Du devoir de probité du médecin face à ses pairs

Nous avons entendu parlé récemment d’un psychiatre condamné à 6 mois d’interdiction d’exercer la médecine pour avoir loué des logements insalubres en toute connaissance et après avoir ignoré toute injonction de faire cesser cet état de fait. L’histoire se déroule à Saint-Denis, le praticien condamné louait 2 appartements reconnus comme insalubres, avec des retards de règlements de charges de copropriété. Pendant 6 ans, malgré les relances de la mairie de Saint-Denis, rien n’a été fait pour améliorer les conditions de logement des deux appartements. Condamné en première instance disciplinaire à 6 mois d’interdiction avec sursis, la sentence à été alourdie à 6 mois d’interdiction sans sursis en instance d’appel à la chambre disciplinaire nationale de l’ordre des médecins. Pour avoir en toute connaissance de cause, et de manière répétée exposé ses locataires à des risques sanitaires qu’il ne pouvait ignorer par sa qualité de médecin, la sanction a donc été alourdie en appel pour avoir par ce comportement gravement porté atteinte à la profession médicale.

Pour mettre en relief la portée de la sanction, priver un médecin de son droit d’exercer pendant 6 mois, c’est le condamner à une absence de revenus liés à sa profession pendant toute cette durée. Lorsque ce revenu est la seule source, c’est condamner le médecin à une très lourde amende. Justifiée ou pas dans ce cas précis, la décision prise a été largement motivée par les faits reprochés, mais quand est-il pour des cas plus discutables?
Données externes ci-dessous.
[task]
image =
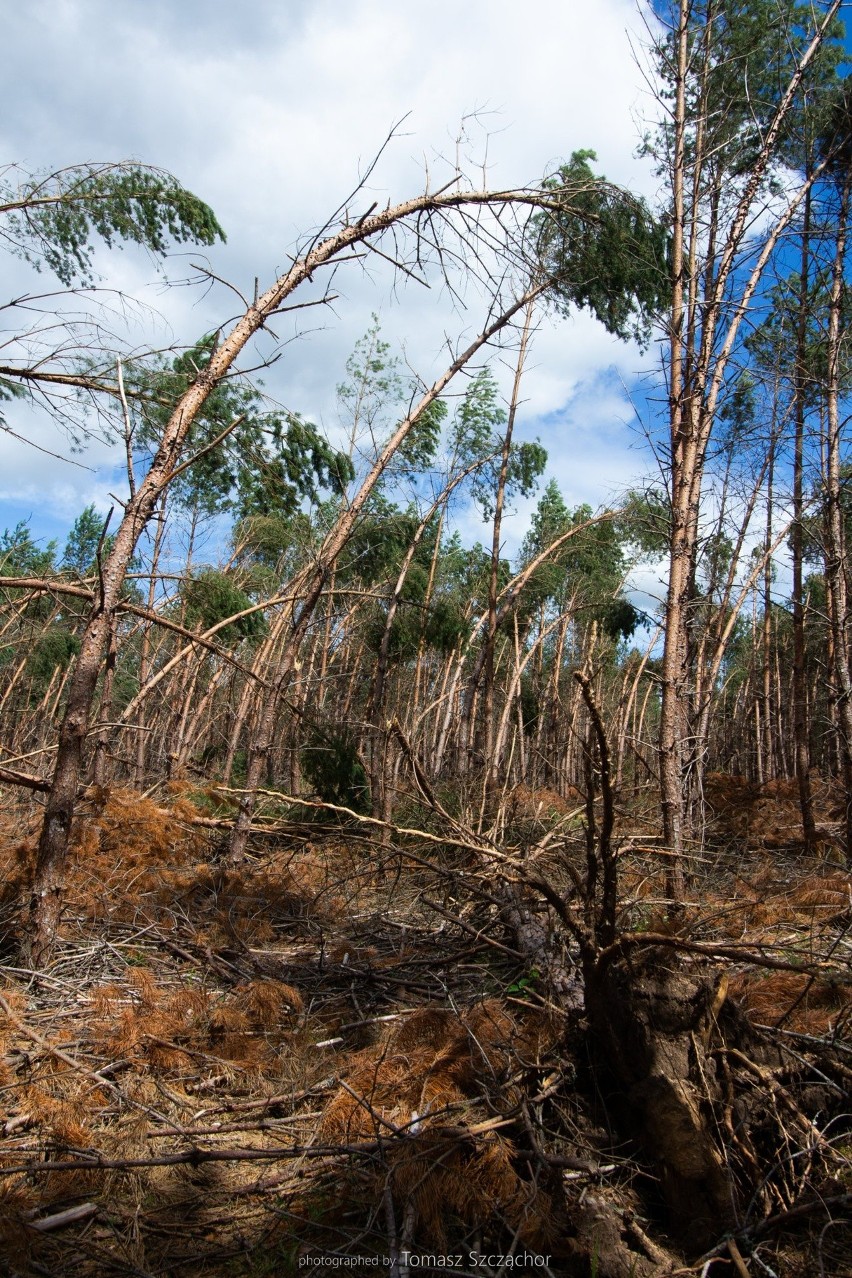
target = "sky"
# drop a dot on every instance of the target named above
(271, 113)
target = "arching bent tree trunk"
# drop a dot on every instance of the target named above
(311, 582)
(53, 846)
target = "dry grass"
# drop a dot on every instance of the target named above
(307, 1008)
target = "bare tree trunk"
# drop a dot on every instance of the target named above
(800, 688)
(834, 531)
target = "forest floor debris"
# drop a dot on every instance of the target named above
(335, 1049)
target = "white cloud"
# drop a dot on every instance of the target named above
(272, 111)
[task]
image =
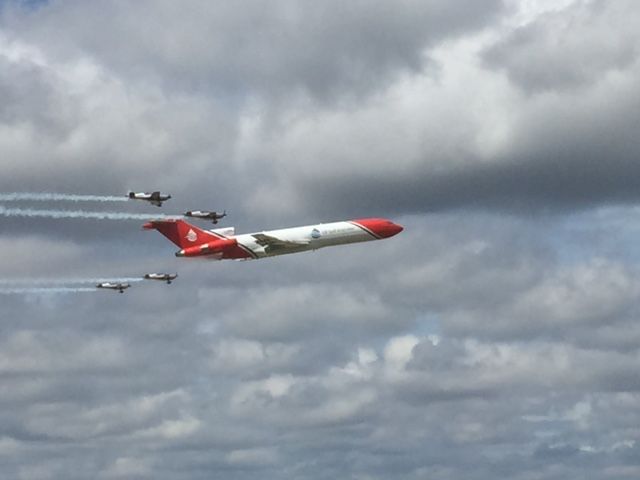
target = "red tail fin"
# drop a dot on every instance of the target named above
(180, 232)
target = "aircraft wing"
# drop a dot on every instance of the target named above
(273, 243)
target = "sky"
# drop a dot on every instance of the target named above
(496, 337)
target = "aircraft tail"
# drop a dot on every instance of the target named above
(183, 234)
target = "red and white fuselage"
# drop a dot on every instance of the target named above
(224, 244)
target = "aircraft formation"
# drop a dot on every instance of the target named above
(224, 243)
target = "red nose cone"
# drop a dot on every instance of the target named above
(379, 227)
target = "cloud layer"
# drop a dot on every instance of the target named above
(497, 336)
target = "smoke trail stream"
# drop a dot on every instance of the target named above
(59, 197)
(10, 283)
(44, 290)
(59, 214)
Prenons le cas du Dr Thierry Lecoquierre qui après 27 ans de pratique au Havre en tant que médecin généraliste, a été condamné en première instance à 1 an d’interdiction d’exercer dont 6 mois avec sursis, soit en termes de durée d’interdiction d’exercer effective, la même sanction que notre cas précédent. La sanction en appel a été réduite à trois mois dont deux avec sursis. Sa faute : la rédaction d’un contenu pamphlétaire perçu comme une incitation au viol. Pour bien comprendre la portée de la faute revenons simplement sur les termes :

  • Pamphlet : œuvre littéraire dont le but est de contester un pouvoir ou un homme de pouvoir sur le mode de la dénonciation, de la caricature, du dénigrement, de la raillerie, dans un style souvent vindicatif
  • Incitation au viol : tombe sous le coup de la loi qui puni toute incitation à la réalisation de crime ou de délit, suivie d’effet ou non.

La qualification du contenu rédigé est importante car elle permet de situer si une sanction est justifiée dans le cas de l’incitation punissable par la justice, ou si la sanction revêt le caractère d’atteinte à la liberté d’expression quand il s’agit d’un pamphlet. Notons que nous mettons volontairement en retrait le contenu du texte, puisqu’il ne s’agit pas de la forme qui nous intéresse mais du fond.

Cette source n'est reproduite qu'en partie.